ECLESALIA, 02/03/11.- Mateo concluye el gran discurso de Jesús en una montaña de Galilea con dos breves parábolas, narradas con maestría y fáciles de recordar por todos. Su mensaje es de importancia decisiva: seguir a Jesús consiste en «escuchar sus palabras» y en «ponerlas en práctica». Si no lo hacemos así nuestro cristianismo es una insensatez. No tiene sentido alguno.

El hombre sensato construye su casa sobre roca firme. Por eso, cuando llegan las lluvias torrenciales del invierno y el agua desciende de los montes y soplan los fuertes vientos del Mediterráneo, la casa no se hunde: «está cimentada sobre roca». Así es la Iglesia formada por creyentes que se esfuerzan por escuchar el Evangelio y ponerlo en práctica.

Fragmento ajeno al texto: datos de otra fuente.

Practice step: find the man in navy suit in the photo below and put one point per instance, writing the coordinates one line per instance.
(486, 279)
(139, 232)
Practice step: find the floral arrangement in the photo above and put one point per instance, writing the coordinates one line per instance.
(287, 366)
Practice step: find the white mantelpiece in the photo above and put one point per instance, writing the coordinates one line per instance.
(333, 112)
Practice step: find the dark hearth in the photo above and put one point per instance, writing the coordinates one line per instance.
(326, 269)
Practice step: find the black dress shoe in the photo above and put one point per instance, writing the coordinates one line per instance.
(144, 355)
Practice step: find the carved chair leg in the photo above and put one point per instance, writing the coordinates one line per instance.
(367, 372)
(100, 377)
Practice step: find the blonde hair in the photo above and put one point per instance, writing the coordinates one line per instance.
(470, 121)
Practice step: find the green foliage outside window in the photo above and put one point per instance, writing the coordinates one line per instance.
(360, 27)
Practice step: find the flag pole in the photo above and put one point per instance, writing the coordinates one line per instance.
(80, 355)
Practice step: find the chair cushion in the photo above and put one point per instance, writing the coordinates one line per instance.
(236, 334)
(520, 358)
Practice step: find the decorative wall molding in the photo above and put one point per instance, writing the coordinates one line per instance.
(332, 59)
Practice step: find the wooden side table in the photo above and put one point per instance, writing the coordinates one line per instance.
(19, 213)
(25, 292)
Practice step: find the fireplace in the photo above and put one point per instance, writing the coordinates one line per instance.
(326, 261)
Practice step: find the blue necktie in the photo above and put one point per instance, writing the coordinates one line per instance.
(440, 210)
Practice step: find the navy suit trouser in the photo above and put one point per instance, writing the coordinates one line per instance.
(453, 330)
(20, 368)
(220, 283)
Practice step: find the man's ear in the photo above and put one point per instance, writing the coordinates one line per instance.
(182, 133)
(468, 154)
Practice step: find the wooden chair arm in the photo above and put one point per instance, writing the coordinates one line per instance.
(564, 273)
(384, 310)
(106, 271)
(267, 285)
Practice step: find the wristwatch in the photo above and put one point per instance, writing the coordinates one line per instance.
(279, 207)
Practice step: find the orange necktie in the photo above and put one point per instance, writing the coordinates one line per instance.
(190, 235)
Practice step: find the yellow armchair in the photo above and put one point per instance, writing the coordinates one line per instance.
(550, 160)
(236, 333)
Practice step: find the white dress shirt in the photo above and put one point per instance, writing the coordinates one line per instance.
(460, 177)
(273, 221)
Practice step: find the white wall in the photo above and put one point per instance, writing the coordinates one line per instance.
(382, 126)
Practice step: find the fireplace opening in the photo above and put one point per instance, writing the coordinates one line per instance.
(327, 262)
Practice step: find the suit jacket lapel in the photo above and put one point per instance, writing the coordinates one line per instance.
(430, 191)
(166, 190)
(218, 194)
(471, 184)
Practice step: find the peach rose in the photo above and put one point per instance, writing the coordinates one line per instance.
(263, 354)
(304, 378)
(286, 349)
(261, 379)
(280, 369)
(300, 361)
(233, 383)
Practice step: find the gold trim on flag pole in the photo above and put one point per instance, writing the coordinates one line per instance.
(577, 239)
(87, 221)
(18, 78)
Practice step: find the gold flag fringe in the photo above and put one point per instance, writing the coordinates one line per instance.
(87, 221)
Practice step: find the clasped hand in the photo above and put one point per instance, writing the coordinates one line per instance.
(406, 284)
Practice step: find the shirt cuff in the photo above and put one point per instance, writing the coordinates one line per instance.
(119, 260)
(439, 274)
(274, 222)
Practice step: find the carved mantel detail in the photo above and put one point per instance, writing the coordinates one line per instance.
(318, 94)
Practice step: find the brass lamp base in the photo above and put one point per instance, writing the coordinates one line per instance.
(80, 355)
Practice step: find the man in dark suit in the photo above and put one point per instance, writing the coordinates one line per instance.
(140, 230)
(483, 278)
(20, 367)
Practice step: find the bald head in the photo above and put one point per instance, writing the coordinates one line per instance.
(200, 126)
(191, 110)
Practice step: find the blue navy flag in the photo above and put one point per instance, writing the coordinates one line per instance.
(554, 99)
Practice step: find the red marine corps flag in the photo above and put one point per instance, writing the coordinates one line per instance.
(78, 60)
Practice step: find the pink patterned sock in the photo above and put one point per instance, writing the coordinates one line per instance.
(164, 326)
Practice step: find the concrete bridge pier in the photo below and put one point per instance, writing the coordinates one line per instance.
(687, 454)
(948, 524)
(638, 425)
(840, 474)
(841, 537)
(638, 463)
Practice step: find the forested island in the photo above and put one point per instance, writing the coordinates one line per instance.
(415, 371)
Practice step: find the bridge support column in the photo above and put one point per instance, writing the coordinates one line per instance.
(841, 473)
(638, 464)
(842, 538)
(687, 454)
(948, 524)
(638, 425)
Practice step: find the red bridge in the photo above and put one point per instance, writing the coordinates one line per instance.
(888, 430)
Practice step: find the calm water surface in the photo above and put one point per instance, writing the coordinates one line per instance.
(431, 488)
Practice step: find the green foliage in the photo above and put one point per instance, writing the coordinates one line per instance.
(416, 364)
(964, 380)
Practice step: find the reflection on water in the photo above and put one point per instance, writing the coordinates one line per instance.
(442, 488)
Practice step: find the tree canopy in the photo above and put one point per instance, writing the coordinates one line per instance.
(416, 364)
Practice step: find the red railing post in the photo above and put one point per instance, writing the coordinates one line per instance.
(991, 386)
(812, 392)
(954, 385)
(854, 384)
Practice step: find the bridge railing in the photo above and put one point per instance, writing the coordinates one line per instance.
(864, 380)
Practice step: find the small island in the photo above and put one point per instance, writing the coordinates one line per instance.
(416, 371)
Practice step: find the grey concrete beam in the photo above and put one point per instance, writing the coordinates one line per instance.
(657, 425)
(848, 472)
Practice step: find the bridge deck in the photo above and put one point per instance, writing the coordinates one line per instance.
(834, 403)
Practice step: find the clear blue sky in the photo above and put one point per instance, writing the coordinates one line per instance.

El hombre necio, por el contrario, construye su casa sobre arena, en el fondo del valle. Por eso, al llegar las lluvias, los aluviones y el vendaval, la casa «se hunde totalmente». Así se desmorona el cristianismo cuando no está fundamentado en la roca del Evangelio escuchado y practicado en las comunidades.

En la conciencia moderna se ha producido un profundo cambio cultural que está poniendo en crisis el nacimiento y la vivencia de la fe cristiana. Cada vez se va haciendo más difícil despertar una fe viva en Dios y en Jesucristo por vía de “adoctrinamiento”. Señalemos dos causas fáciles de detectar.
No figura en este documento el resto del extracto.